Беженцы, конечно, были в восхищении от молодой сербской демократии. Социал-демократы сразу же заговорили о «сербском пути к социализму», противопоставляя этот путь «русскому пути». Многие коммунисты тогда на эту удочку попались. В том числе и я. После выздоровления мне пришлось взять работу не по своей специальности — в политическом отделе городской думы. Мои обязанности, помимо устройства беженцев, заключались главным образом в работе среди шахтеров. Я должен был агитировать против венгерского белого террора. И если я и не пел хвалебных гимнов сербской демократии, как это делали многие, то я ей все же служил. И сербы, которые были заинтересованы в Пече и шахтах, не остались предо мной в долгу. Жил я хорошо и мог бы отрастить себе брюшко, кабы не Видор Мукич.

Видор Мукич… Вряд ли вы, товарищ Тимар, или кто-либо из ваших сверстников слыхали об этом человеке. Он был из старой гвардии того периода, когда Бокани [33] первый раз сидел в тюрьме. Я был еще молодым парнем, когда познакомился с Мукичем. Две ночи напролет просвещал он меня. Говорил так интересно, что его можно было заслушаться. Он был сын кузнеца из Словении [34].В молодости объездил чуть ли не всю Европу. На всех языках говорил понемногу. Не было в Европе революционной организации, от которой он чему-нибудь не научился. Он имел дело с полицией всех европейских стран. Когда я с ним познакомился, этот невысокий худой рыжеватый человек был членом организации пештских металлистов и называл себя то анархистом, то синдикалистом, то просто антимилитаристом. Мне сдается, что, в сущности, он был просто-напросто сербским — вернее, югославским — националистом, — это ясно проскальзывало во всех его, даже самых революционных, выступлениях. В двенадцатом году его выслали этапом в Словению (мне отлично запомнился этот случай: он уехал тогда в моих парадных штанах), и с тех пор я ничего не слыхал о нем. Значительно позже я узнал от него самого, что в четырнадцатом году, когда началась война, он перешел в Сербию и всю войну прослужил в сербской армии. Дважды или трижды был ранен. Д-да… Ну-с, так вот однажды в воскресенье утром, в марте девятьсот двадцатого года ввалился ко мне этот самый Видор Мукич. Я еще лежал в постели (у меня была тогда отлично меблированная комната с прекрасной кроватью). Мукич был в ужасном состоянии. Исхудалый, грязный, оборванный, изъеденный вшами, в чесотке. Мы не узнали друг друга. И только после долгих разговоров выяснилось, что мы уже давно знакомы.

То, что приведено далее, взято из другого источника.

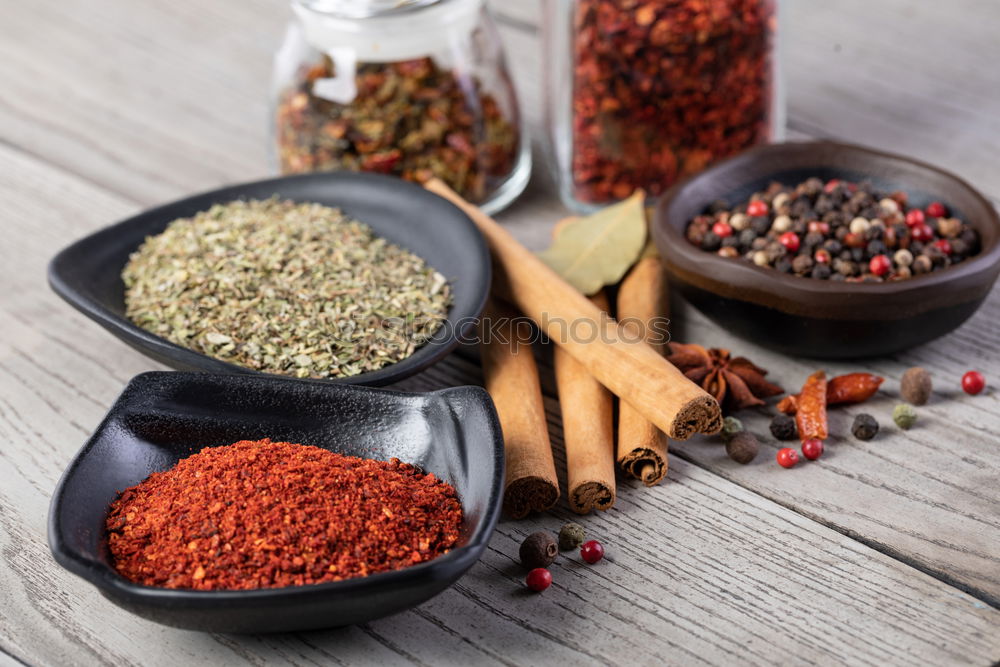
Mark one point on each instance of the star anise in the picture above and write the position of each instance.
(736, 383)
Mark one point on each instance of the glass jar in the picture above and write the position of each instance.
(645, 92)
(412, 88)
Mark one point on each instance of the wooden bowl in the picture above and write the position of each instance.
(822, 318)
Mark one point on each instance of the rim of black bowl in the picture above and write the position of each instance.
(105, 578)
(792, 294)
(455, 329)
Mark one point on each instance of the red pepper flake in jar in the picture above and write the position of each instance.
(663, 89)
(262, 514)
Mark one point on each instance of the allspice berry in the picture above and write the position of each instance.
(730, 427)
(571, 536)
(915, 387)
(742, 447)
(538, 550)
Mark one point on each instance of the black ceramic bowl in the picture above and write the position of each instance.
(163, 417)
(87, 274)
(822, 318)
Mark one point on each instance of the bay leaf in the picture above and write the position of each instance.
(596, 250)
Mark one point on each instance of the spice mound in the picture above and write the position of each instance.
(836, 230)
(412, 119)
(262, 514)
(286, 288)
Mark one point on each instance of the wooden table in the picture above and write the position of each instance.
(885, 552)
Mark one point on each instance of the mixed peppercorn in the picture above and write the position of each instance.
(836, 230)
(663, 88)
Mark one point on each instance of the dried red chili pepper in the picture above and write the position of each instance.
(662, 88)
(262, 514)
(811, 416)
(841, 390)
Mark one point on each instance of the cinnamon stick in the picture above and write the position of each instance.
(633, 371)
(511, 378)
(588, 431)
(642, 448)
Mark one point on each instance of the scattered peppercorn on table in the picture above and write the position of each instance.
(885, 549)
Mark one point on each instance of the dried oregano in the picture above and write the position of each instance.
(281, 287)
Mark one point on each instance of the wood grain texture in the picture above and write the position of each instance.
(110, 106)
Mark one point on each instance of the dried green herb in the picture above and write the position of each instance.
(281, 287)
(598, 249)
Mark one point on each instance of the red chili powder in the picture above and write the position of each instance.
(262, 514)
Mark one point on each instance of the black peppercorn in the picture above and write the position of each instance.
(538, 550)
(876, 248)
(783, 427)
(821, 271)
(571, 536)
(865, 427)
(802, 264)
(915, 387)
(742, 447)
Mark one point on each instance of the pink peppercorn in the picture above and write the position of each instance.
(591, 551)
(880, 265)
(790, 240)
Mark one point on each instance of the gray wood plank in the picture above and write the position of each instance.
(699, 570)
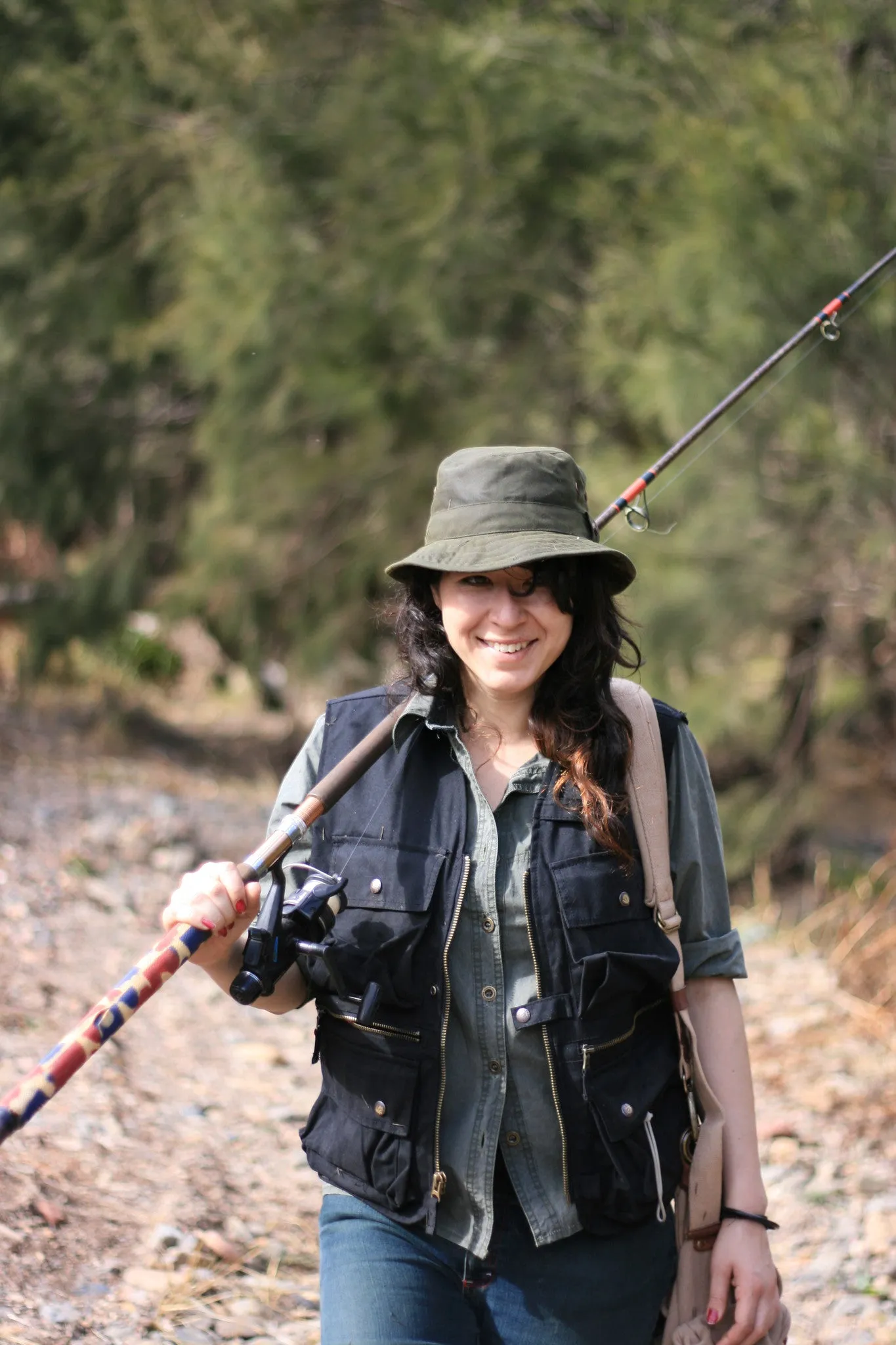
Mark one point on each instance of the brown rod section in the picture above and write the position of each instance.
(323, 797)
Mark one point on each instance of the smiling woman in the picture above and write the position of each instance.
(500, 1143)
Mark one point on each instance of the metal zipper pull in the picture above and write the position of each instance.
(657, 1169)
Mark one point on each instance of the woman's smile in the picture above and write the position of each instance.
(505, 630)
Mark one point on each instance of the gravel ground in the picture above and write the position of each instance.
(164, 1196)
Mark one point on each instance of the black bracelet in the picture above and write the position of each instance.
(727, 1212)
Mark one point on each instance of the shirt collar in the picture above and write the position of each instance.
(438, 715)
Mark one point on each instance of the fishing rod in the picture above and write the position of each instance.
(825, 320)
(175, 947)
(182, 942)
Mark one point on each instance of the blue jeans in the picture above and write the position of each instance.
(387, 1285)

— Откуда? — спросил я его.

— Бежал из Венгрии. Белые террористы…

— Понятно, понятно! А откуда узнал мой адрес?

— В городской управе.

— Отлично.

Когда он сбросил свое тряпье, чтобы помыться, я увидел его спину. Она была полосатая, как у зебры. Я уже несколько месяцев занимался делами венгерских беженцев. Мне были знакомы эти полосы — следы избиения палками. Грудь тоже изранена — ожоги от сигар.

— Где ты побывал?

— В Венгрии. Потом расскажу.

В то время ходили слухи, что Антанта требует эвакуации Печ. Молодая сербская демократия ответила на это усилением пропаганды против венгерского белого террора. Надо было заставить горняков города Печ и окрестностей протестовать против эвакуации, протестовать против передачи Печ бандитам Хорти. В день приезда Мукича у нас и был назначен такой митинг протеста. Я взял Мукича на митинг. После моего выступления он сбросил с себя рубашку и обнажил спину.

Крики возмущения. Тысячи поднятых кулаков.

— Долой венгерских бандитов!

С разных сторон раздались слабые крики: «Ура Сербии!»

После ужина мы с Мукичем отправились домой. Он должен был ночевать у меня. Когда мы вошли в комнату, Мукич стал перед большим висячим зеркалом, — комната у меня была настолько роскошная, что даже в зеркалах недостатка не было, — словом, он стал перед зеркалом и плюнул в стекло. Стоял и плевал. Этак раз десять.

— В чем дело, брат? Что с тобой?

Ничего не отвечая, Мукич продолжал плевать.

— Что такое? В чем дело? В чем провинилось это зеркало?

— Что же, ты хочешь, чтобы я на тебя плевал? — ответил наконец мой старый друг.

Я привык к тому, что беженцы не особенно покладистые и уравновешенные ребята, и научился ни при каких условиях не терять хладнокровия.

— Ты, брат, значит, на меня плевать собираешься? А за что? — спросил я его совершенно спокойно.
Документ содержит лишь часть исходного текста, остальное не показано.